08 July 2009

Both Hands Blown Off

Like many of you, I received a donation request from the Hillsborough Rescue Squad this week. Thinking of taking a year off? Read this account from the New York Evening Telegram dated March 8, 1897.

BOTH HANDS BLOWN OFF
Remarkable Exhibition of Nerve Displayed
by a Wounded New
Jersey Sportsman.

SPECIAL DESPATCH TO THE EVENING TELEGRAM.

SOMERVILLE. N. J.. March 8.—B. S. Tollman, of Flagtown. who had both his hands shattered by the accidental discharge of a shotgun yesterday morning, is progressing favorably to-day and will recover. Meantime the entire district is discussing the extraordinary nerve displayed by the injured man after his terrible accident.

Mr. Tollman, who was formerly an inspector on the Central Railroad of New Jersey, now owns a large stock farm. He has already gained a reputation for bravery but his remarkable endurance of yesterday has stamped him as a man or iron nerve.

Stephen P. Tallman was an agent for the Burton Stock Car Company, and was an inventor who held many patents for stock car improvements.
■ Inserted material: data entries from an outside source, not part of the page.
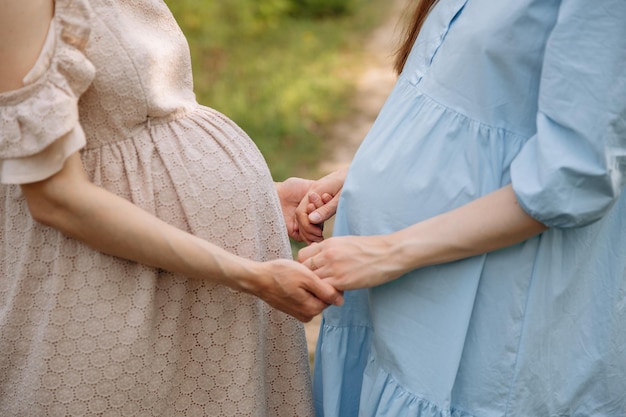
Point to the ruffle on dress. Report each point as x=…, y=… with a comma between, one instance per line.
x=39, y=123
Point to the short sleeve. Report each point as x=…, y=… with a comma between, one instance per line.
x=39, y=123
x=571, y=172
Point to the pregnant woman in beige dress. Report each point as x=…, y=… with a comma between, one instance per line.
x=134, y=223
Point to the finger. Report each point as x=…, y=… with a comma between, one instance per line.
x=325, y=212
x=326, y=292
x=307, y=252
x=316, y=199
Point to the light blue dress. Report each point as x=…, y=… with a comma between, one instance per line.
x=528, y=92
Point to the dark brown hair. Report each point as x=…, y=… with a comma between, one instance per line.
x=422, y=8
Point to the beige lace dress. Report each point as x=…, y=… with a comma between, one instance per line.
x=82, y=333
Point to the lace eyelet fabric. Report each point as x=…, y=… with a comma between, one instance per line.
x=83, y=333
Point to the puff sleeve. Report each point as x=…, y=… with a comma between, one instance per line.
x=571, y=172
x=39, y=123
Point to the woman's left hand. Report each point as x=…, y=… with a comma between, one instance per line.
x=291, y=192
x=353, y=262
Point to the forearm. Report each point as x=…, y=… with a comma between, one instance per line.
x=492, y=222
x=113, y=225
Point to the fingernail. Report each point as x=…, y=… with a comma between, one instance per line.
x=315, y=217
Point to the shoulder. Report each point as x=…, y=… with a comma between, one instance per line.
x=23, y=28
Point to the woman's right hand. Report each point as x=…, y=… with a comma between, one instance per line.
x=291, y=288
x=319, y=205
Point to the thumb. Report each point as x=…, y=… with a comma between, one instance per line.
x=324, y=212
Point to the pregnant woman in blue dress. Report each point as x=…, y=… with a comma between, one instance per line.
x=480, y=235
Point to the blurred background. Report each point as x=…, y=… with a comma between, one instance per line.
x=304, y=78
x=284, y=70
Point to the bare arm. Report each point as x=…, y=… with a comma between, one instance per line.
x=489, y=223
x=69, y=202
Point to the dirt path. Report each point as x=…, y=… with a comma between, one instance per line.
x=373, y=86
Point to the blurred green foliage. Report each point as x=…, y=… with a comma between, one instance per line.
x=281, y=69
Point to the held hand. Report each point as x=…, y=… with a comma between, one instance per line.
x=352, y=262
x=319, y=206
x=291, y=192
x=294, y=289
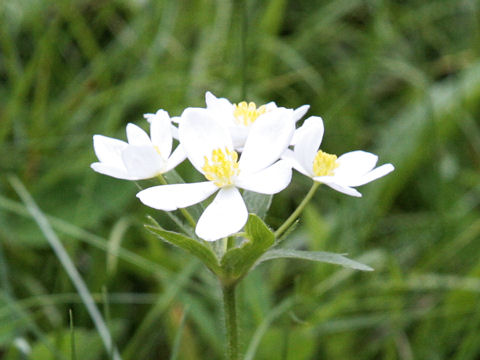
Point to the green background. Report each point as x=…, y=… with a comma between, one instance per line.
x=397, y=78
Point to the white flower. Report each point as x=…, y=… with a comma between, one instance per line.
x=210, y=149
x=144, y=156
x=240, y=117
x=343, y=173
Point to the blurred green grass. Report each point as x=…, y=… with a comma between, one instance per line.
x=398, y=78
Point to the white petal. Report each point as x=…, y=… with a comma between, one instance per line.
x=200, y=134
x=269, y=136
x=226, y=215
x=354, y=164
x=113, y=171
x=109, y=150
x=308, y=141
x=300, y=112
x=271, y=106
x=137, y=136
x=218, y=104
x=176, y=158
x=143, y=162
x=344, y=189
x=239, y=135
x=372, y=175
x=289, y=156
x=174, y=130
x=174, y=196
x=271, y=180
x=161, y=133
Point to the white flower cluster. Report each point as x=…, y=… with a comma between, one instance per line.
x=212, y=139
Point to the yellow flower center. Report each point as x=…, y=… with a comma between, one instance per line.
x=324, y=164
x=222, y=167
x=246, y=113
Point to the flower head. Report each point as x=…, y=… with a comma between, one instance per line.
x=239, y=118
x=209, y=147
x=143, y=156
x=349, y=170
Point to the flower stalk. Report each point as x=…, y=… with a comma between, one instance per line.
x=184, y=211
x=230, y=313
x=297, y=211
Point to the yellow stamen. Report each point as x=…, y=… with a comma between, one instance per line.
x=222, y=167
x=246, y=113
x=324, y=164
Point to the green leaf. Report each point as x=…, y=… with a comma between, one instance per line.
x=194, y=247
x=238, y=261
x=257, y=203
x=321, y=256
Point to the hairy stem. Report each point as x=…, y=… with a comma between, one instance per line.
x=184, y=212
x=297, y=211
x=230, y=310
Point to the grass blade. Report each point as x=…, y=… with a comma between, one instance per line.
x=66, y=262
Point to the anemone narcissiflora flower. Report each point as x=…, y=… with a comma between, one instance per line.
x=349, y=170
x=144, y=156
x=209, y=147
x=240, y=117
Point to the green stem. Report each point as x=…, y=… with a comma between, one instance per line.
x=230, y=310
x=297, y=211
x=184, y=211
x=243, y=46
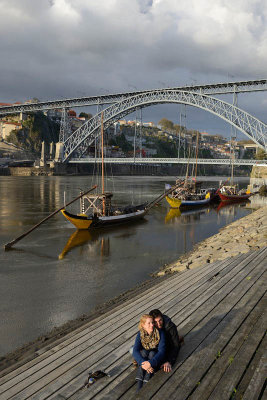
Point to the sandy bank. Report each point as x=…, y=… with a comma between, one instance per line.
x=246, y=234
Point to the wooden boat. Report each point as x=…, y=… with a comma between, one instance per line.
x=116, y=216
x=98, y=211
x=188, y=200
x=190, y=195
x=228, y=195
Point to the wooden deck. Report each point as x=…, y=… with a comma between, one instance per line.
x=219, y=309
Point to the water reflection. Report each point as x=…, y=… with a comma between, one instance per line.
x=91, y=239
x=185, y=216
x=38, y=290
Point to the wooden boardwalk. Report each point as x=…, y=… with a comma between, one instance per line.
x=218, y=308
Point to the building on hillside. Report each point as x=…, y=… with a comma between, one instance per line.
x=54, y=114
x=149, y=124
x=7, y=126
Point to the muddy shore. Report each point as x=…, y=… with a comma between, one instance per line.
x=246, y=234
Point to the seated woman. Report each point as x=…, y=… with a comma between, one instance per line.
x=149, y=349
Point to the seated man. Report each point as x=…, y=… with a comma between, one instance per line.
x=172, y=338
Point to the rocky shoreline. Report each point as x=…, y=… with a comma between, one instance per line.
x=246, y=234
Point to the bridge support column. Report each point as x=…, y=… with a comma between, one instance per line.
x=59, y=152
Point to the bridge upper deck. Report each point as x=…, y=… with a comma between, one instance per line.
x=208, y=89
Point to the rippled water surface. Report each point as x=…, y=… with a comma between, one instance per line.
x=56, y=274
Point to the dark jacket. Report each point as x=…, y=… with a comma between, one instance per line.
x=172, y=340
x=159, y=357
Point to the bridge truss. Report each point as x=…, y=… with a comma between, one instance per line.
x=208, y=89
x=156, y=161
x=244, y=122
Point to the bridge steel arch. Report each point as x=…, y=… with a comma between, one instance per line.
x=244, y=122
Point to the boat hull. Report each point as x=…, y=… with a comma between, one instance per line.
x=84, y=222
x=178, y=203
x=233, y=197
x=173, y=202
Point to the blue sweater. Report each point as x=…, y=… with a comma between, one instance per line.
x=159, y=357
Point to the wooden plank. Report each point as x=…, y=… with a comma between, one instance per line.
x=209, y=381
x=67, y=376
x=252, y=383
x=121, y=390
x=231, y=377
x=205, y=327
x=92, y=333
x=57, y=355
x=64, y=394
x=203, y=360
x=117, y=371
x=101, y=321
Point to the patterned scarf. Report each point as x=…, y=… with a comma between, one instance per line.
x=149, y=341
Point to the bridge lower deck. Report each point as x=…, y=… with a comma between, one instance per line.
x=219, y=309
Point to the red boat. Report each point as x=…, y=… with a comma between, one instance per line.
x=233, y=197
x=230, y=194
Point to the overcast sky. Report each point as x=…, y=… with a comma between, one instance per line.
x=66, y=48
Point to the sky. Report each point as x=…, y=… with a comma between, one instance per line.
x=53, y=49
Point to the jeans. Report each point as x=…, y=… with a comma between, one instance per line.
x=142, y=375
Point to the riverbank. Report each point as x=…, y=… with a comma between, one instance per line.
x=246, y=234
x=253, y=225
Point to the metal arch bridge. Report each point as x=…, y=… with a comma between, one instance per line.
x=246, y=123
x=208, y=89
x=156, y=161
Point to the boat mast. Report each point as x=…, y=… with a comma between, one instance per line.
x=196, y=160
x=102, y=153
x=232, y=160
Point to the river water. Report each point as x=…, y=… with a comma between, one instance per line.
x=55, y=275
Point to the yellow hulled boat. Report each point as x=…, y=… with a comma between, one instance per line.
x=174, y=202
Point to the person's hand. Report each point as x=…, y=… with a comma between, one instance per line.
x=146, y=365
x=166, y=367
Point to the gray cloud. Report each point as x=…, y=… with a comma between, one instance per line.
x=54, y=48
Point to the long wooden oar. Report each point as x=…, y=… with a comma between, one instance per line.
x=10, y=244
x=158, y=199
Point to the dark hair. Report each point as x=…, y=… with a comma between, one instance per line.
x=156, y=313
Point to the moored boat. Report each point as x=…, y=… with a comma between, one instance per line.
x=97, y=210
x=230, y=193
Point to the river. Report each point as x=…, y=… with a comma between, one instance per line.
x=54, y=275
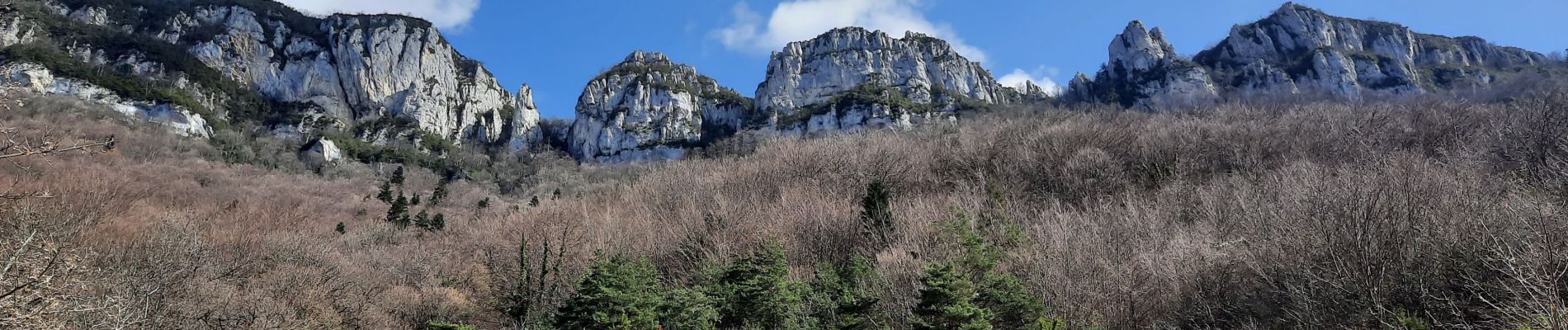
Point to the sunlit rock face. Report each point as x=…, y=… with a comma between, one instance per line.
x=1301, y=49
x=651, y=108
x=852, y=77
x=1145, y=73
x=342, y=69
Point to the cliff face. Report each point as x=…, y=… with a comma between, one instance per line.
x=1299, y=47
x=815, y=85
x=651, y=108
x=341, y=71
x=1145, y=73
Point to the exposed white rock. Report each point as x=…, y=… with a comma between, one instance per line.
x=1348, y=57
x=651, y=108
x=16, y=30
x=1145, y=73
x=92, y=15
x=921, y=68
x=325, y=150
x=38, y=78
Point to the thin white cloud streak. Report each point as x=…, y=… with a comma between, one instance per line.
x=442, y=13
x=805, y=19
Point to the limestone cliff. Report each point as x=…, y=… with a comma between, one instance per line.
x=651, y=108
x=1145, y=73
x=1303, y=49
x=815, y=85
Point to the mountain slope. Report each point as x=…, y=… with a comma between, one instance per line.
x=333, y=73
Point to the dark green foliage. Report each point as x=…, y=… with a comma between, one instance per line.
x=877, y=213
x=1001, y=293
x=618, y=293
x=399, y=211
x=386, y=193
x=397, y=177
x=524, y=300
x=689, y=310
x=449, y=326
x=756, y=293
x=843, y=296
x=439, y=195
x=871, y=92
x=423, y=219
x=438, y=223
x=947, y=302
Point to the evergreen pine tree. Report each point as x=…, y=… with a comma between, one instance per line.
x=758, y=293
x=439, y=195
x=399, y=211
x=877, y=213
x=438, y=223
x=386, y=193
x=397, y=177
x=843, y=296
x=423, y=219
x=687, y=310
x=618, y=293
x=947, y=302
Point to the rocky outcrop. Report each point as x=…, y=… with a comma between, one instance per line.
x=651, y=108
x=342, y=69
x=1145, y=73
x=324, y=150
x=1303, y=49
x=808, y=85
x=40, y=80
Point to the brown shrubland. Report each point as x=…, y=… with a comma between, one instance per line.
x=1432, y=210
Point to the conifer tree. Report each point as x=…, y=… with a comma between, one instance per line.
x=397, y=177
x=618, y=293
x=423, y=219
x=947, y=302
x=877, y=213
x=439, y=195
x=399, y=211
x=386, y=193
x=687, y=310
x=758, y=293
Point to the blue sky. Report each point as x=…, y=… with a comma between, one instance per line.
x=559, y=45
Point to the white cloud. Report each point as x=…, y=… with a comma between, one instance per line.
x=441, y=13
x=805, y=19
x=1040, y=75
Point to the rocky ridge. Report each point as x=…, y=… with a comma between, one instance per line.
x=651, y=108
x=853, y=77
x=331, y=73
x=1294, y=50
x=1145, y=73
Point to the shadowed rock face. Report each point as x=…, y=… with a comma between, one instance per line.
x=1299, y=47
x=921, y=73
x=651, y=108
x=345, y=69
x=1145, y=73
He later owned a large stock farm near Flagtown/Frankfort


When both hands were literally blown to pieces, he coolly walked into the bathroom and held his arms under a stream of water, without uttering a sound. James Painter, his manager, found him bathing his mutilated limbs, and was greeted with a smiling request that he would chop off four of his employer's fingers. This Painter did, and after the arteries had been bound up roughly Tollman and Painter drove seven miles to Somerville to secure medical assistance.

The blood Tollman lost on the journey was enough to kill any ordinary man. The trip lay across rough roads, and, with foaming horse and mud-covered wagon, the men eventually arrived at Dr. W. J. Swinton's office. More painful operations followed, which Tollman bore without wincing; and afterward was driven home smiling, minus one-half his usual complement of fingers
on each hand.

Tollman is a strong, powerful man, otherwise his constitution could not have withstood the shock.